Various special classes of Petri nets have been proposed to analyze manufacturing systems [109] . The existing special classes
of Petri nets in the literature do not exactly match the specific features of Petri nets that arise when modeling the locking behavior
of multithreaded programs. Therefore, Wang et al. propose a new class of Petri nets, called Gadara nets [121,135,171,173,174] that
explicitly model multithreaded programs with lock acquisition and release operations. With the class of Gadara nets formally
defined, we can efficiently analyze program deadlocks via formal models, and synthesize deadlock avoidance policies that can
in turn be instrumented in the underlying programs. By establishing a set of important properties of Gadara nets (e.g., liveness
and reversibility), the deadlock-freeness of the program can be analyzed via the program’s corresponding Gadara net model
by exploiting the structural properties of the net. This correspondence is crucial to the effectiveness and efficiency of control
synthesis of Gadara nets for the purpose of deadlock avoidance in the programs.

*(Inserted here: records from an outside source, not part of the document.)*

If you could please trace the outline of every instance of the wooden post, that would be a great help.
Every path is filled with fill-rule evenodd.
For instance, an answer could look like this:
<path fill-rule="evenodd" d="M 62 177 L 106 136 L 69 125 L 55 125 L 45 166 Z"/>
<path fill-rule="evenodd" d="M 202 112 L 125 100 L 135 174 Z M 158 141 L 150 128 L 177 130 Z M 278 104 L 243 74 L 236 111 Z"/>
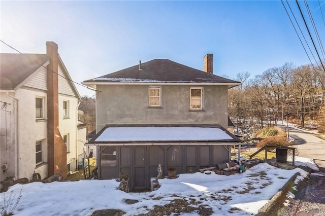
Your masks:
<path fill-rule="evenodd" d="M 295 166 L 295 149 L 292 149 L 292 166 Z"/>
<path fill-rule="evenodd" d="M 237 160 L 238 160 L 238 163 L 239 163 L 239 166 L 242 165 L 242 162 L 240 161 L 240 147 L 241 145 L 239 144 L 238 146 L 238 157 L 237 157 Z"/>

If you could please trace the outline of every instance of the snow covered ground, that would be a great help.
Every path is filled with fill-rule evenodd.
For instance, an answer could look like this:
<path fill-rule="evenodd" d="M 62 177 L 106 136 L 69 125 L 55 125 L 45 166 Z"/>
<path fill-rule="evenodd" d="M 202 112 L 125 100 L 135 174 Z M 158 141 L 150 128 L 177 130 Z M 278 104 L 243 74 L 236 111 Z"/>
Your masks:
<path fill-rule="evenodd" d="M 296 164 L 313 163 L 312 160 L 296 158 Z M 317 168 L 316 166 L 315 166 Z M 182 174 L 175 179 L 159 179 L 157 190 L 146 193 L 126 193 L 116 190 L 115 179 L 33 183 L 17 184 L 1 193 L 1 203 L 12 191 L 13 203 L 21 197 L 14 211 L 15 215 L 90 215 L 95 210 L 120 209 L 126 215 L 146 213 L 155 205 L 164 206 L 176 199 L 187 200 L 192 207 L 206 205 L 213 215 L 255 214 L 296 172 L 301 177 L 307 173 L 296 168 L 284 170 L 267 163 L 258 164 L 241 174 L 230 176 L 197 172 Z M 139 201 L 128 204 L 126 199 Z M 181 215 L 198 215 L 197 211 Z"/>

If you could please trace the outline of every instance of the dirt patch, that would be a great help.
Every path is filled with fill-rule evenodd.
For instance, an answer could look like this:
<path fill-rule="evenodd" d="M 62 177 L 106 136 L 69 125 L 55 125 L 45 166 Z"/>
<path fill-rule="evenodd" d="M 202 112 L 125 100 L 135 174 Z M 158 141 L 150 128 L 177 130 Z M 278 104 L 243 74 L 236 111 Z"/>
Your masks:
<path fill-rule="evenodd" d="M 207 205 L 200 205 L 199 207 L 189 206 L 191 204 L 198 204 L 199 202 L 191 199 L 190 203 L 186 200 L 176 199 L 164 206 L 155 206 L 154 208 L 150 210 L 145 214 L 138 214 L 139 216 L 163 216 L 171 215 L 177 216 L 181 213 L 196 212 L 200 215 L 210 215 L 213 211 L 211 208 Z"/>

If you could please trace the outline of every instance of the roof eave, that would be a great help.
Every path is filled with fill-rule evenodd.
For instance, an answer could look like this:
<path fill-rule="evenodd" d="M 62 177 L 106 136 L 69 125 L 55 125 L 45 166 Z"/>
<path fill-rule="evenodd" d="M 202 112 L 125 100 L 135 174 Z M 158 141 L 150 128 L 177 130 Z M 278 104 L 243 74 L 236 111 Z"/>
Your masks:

The work [171] is the first paper which addresses Gadara nets. Wang et al. apply the following permissiveness-preserving
heuristics for offline control synthesis algorithm. First, a siphon containing fewer than two mutex places is controlled. This is a
well-known result in [47] . Second, minimal siphons are controlled only; the minimal siphon induced by a subset of mutexes is
unique. The first recipe is well-known. The uniqueness of the siphon stems from the fact that the Petri net model of each function
itself (without any mutex place) is a state machine. Third, siphons among circular waiting mutexes are calculated only. A siphon
induced by a subset of mutexes without circular waiting is a controlled siphon. Wang et al. first traverse through the net to find
lock dependencies. For every subset of locks with a cycle, the minimal siphon is calculated. Fourth, among equivalent siphons,
214 G.Y. Liu, K. Barkaoui / Information Sciences 363 (2016) 198–220
control only one. Among a set of equivalent siphons [95] , controlling the one with minimum number of initial tokens, called the
token poor siphon [42,106] , guarantees that the others are never empty. Fifth, control places with redundant logic checking are
removed. For simplicity, the authors compare the control logic between newly-generated control places and existing ones. If the
control logic of one control place is more permissive than that of another, i.e., its token is always available when requested, it is
removed.
The work in [172] formally defines Gadara nets. The contributions of this paper include: (i) formal definition of Gadara nets
and of controlled Gadara nets; (ii) behavioral analysis of Gadara nets for liveness and reversibility using siphons; and (iii) identi-
fication of a convexity-type property for the set of live markings.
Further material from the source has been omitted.